Vivendo período de escassez de alternativas para o setor defensivo de seu meio-campo, o Atlético começou 2017 com dificuldades para se encaixar. Contando, em um primeiro momento, apenas com Rafael Carioca e os garotos Yago e Ralph, o treinador Roger Machado precisou de apenas dois jogos para entender que o time precisava de mudanças. Assim, mudou: colocou Danilo no meio-campo atleticano e o coletivo ganhou consistência.

Diferentemente do que era visto no América e no Sport, o lateral não tem atuado como meia aberto pela extrema esquerda, mas como uma espécie de segundo volante pela faixa canhota. Auxiliando Rafael Carioca na saída de bola, invertendo posições com Fábio Santos e encostando nos atletas do setor ofensivo para criar, Danilo vem se tornando peça importante no time. A capacidade que demonstra para ler o jogo e compreender onde sua presença é mais necessária foi a principal chave para a evolução do Galo no início de 2017.

“Com certeza [o Atlético é a grande chance de minha carreira], eu escolhi o Galo para minha vida. Estou totalmente preparado para essa nova fase, fui recebido muito bem. [O Atlético] é um clube que briga por títulos todo ano e tenho certeza de que nesse ano não vai ser diferente.
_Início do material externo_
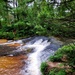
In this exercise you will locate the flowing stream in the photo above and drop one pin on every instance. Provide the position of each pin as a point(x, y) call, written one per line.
point(41, 48)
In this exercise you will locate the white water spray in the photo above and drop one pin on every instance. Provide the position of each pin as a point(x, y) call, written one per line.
point(33, 67)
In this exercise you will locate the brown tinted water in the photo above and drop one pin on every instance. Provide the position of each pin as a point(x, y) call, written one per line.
point(11, 65)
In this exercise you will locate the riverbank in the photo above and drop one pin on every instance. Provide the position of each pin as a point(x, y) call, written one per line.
point(10, 63)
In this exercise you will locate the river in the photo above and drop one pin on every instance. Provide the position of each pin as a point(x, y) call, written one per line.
point(37, 50)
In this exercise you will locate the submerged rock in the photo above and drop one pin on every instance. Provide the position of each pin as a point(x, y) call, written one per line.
point(11, 65)
point(3, 41)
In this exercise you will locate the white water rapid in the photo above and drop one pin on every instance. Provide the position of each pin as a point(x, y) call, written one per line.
point(34, 59)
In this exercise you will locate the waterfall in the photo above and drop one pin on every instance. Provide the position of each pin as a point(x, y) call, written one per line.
point(42, 48)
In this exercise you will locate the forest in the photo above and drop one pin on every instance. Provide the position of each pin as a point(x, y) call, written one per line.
point(20, 19)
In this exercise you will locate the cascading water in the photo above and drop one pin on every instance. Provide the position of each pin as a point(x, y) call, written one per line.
point(42, 48)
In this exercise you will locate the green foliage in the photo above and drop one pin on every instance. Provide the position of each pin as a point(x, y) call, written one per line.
point(68, 50)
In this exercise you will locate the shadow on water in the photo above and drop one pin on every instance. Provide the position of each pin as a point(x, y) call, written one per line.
point(37, 49)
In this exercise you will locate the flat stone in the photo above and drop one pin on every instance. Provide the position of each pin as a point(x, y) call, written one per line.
point(3, 41)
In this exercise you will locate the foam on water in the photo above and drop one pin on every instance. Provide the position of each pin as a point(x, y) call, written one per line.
point(33, 67)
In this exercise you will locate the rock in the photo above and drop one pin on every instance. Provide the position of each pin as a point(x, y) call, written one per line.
point(11, 65)
point(13, 45)
point(3, 41)
point(58, 65)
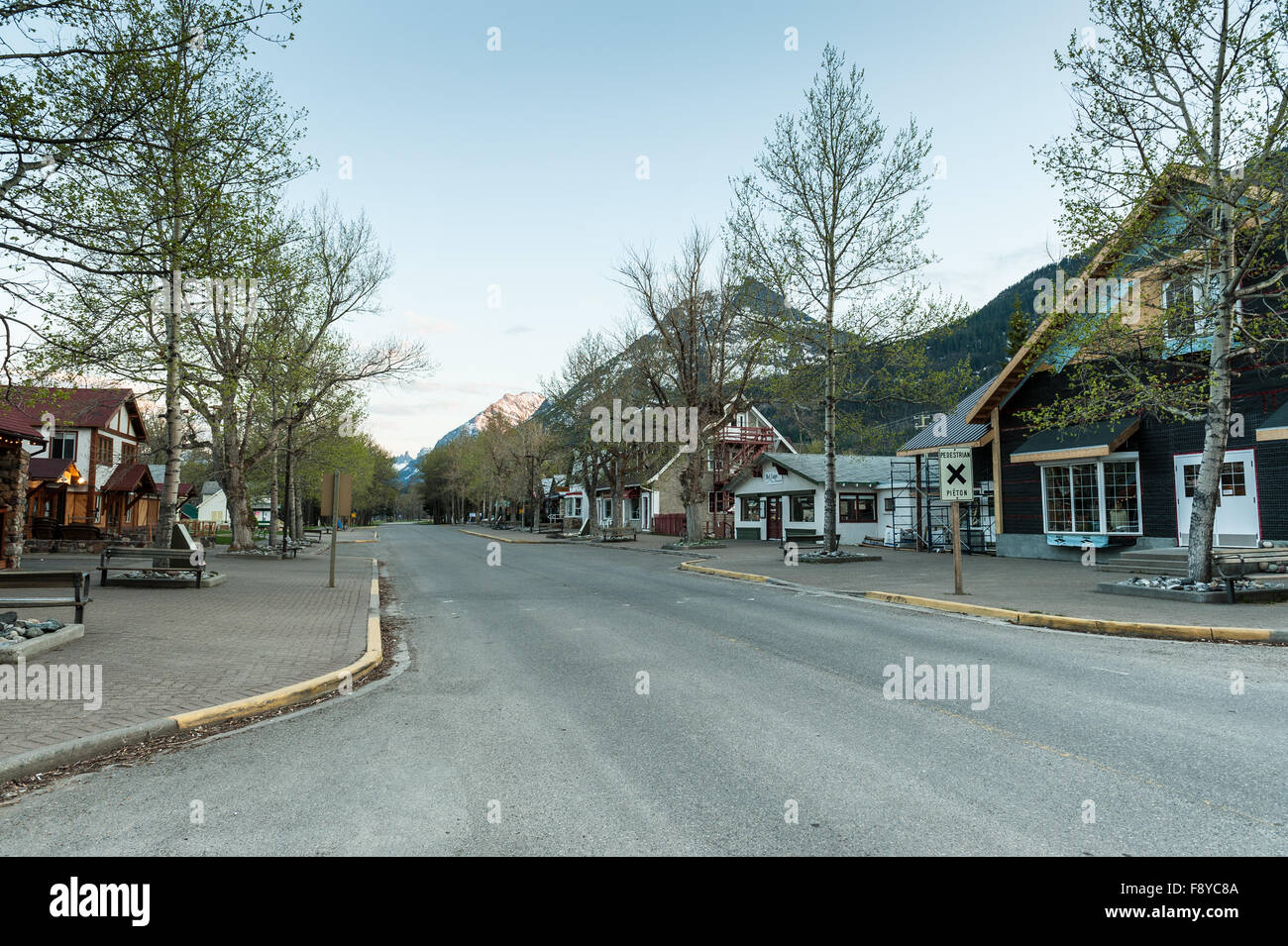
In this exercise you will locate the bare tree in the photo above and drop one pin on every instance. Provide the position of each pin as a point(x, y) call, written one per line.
point(832, 216)
point(698, 352)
Eu escolhi com o coração e acho, de verdade, que desde que pisei aqui, com esse pensamento, as coisas foram se tornando mais fáceis, espero que assim continuem”, conclui o polivalente atleta.

Com Danilo em campo, o Galo não perdeu nenhuma partida, vencendo oito encontros e empatando um. A análise, contudo, vai além disso. Em nove partidas, marcou três gols e proveu três assistências. Além disso, defensivamente, já conseguiu nove desarmes. É impressionante a rapidez com a qual o jogador se adaptou ao clube, o que vem agradando o treinador Roger Machado, que tem ressaltado o equilíbrio alcançado com a presença de Danilo.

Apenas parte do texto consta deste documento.